A similar measure to Cook’s distance is called DFFITS. The DFFITS value describes the influence of the point on the fitted value. It’s the number of standard deviations that the fitted value changes if the observation is removed. This is defined as a function of the studentized residual and the leverage.

  • If the absolute value of DFFITS is greater than 2 times \(\sqrt{p / n-p}\), where p is the number of predictors (not including the intercept), we deem the observation influential.
  • For the gala data, we’d consider any point with DFFITS greater than 2 x \(\sqrt{5 / (30-5)}\) = 0.894 to be influential by this standard, since n = 30 and we are estimating p = 5 slopes in our model. This is true of both Fernandina and Isabela.

47.2.4 Covariance Ratio

The covariance ratio cov.r indicates the role of the observation on the precision of estimation. If cov.r is greater than 1, then this observation improves the precision, overall, and if it’s less than 1, the observation drops the precision of estimation, and these are the points about which we’ll be most concerned.

  • As with most of our other influence measures, Isabela appears to be a concern.

47.2.5 Leverage

The hat value is a measure of leverage.
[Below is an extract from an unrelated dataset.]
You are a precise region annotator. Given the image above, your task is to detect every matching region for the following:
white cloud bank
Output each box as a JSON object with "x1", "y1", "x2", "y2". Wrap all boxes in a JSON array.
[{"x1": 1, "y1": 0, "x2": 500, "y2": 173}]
Specifically, this addresses whether or not the point in question is unusual in terms of its combination of predictor values.
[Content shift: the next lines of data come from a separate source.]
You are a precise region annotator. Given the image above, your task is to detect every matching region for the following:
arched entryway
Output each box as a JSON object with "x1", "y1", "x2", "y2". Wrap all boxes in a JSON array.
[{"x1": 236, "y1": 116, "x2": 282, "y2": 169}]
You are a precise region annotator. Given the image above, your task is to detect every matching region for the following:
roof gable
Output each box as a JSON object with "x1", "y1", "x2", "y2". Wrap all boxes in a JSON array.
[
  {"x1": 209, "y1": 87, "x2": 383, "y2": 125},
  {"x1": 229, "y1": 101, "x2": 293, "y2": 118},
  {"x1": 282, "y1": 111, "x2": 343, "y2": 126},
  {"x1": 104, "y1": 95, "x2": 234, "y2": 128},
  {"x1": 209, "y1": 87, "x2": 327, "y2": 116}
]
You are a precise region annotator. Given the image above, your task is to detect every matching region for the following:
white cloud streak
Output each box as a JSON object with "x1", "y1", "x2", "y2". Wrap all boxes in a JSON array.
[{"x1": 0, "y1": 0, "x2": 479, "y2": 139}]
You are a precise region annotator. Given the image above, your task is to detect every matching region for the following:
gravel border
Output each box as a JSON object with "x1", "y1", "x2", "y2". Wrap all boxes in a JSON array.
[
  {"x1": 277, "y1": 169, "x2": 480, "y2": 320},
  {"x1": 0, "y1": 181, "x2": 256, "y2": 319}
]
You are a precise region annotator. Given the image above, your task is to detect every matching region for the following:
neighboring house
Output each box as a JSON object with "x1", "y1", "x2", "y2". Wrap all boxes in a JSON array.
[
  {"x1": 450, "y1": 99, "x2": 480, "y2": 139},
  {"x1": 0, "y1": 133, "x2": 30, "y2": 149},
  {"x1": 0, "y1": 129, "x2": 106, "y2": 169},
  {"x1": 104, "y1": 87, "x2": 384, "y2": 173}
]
  • The usual cutoff for a large leverage value is 2.5 times the average leverage across all observations, where the average leverage is equal to k/n, where n is the number of observations included in the regression model, and k is the number of model coefficients (slopes plus intercept).
  • In the gala example, we’d regard any observation with a hat value larger than 2.5 x 6/30 = 0.5 to have large leverage. This includes Fernandina and Isabela.
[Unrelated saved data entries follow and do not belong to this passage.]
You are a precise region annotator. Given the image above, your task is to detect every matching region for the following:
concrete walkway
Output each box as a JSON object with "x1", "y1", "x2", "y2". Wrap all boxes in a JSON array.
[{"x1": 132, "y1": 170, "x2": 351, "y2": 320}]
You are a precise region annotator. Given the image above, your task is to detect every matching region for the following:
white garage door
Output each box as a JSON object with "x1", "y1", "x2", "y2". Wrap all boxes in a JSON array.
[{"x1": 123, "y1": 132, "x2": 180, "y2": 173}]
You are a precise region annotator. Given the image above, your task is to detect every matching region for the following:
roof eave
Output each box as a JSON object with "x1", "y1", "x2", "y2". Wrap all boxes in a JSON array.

47.2.6 Indicator of Influence

The little asterisk indicates an observation which is influential according to R’s standards for any of these measures. You can take the absence of an asterisk as a clear indication that a point is NOT influential. Points with asterisks may or may not be influential in an important way. In practice, I usually focus on the Cook’s distance to make decisions about likely influence, when the results aren’t completely clear.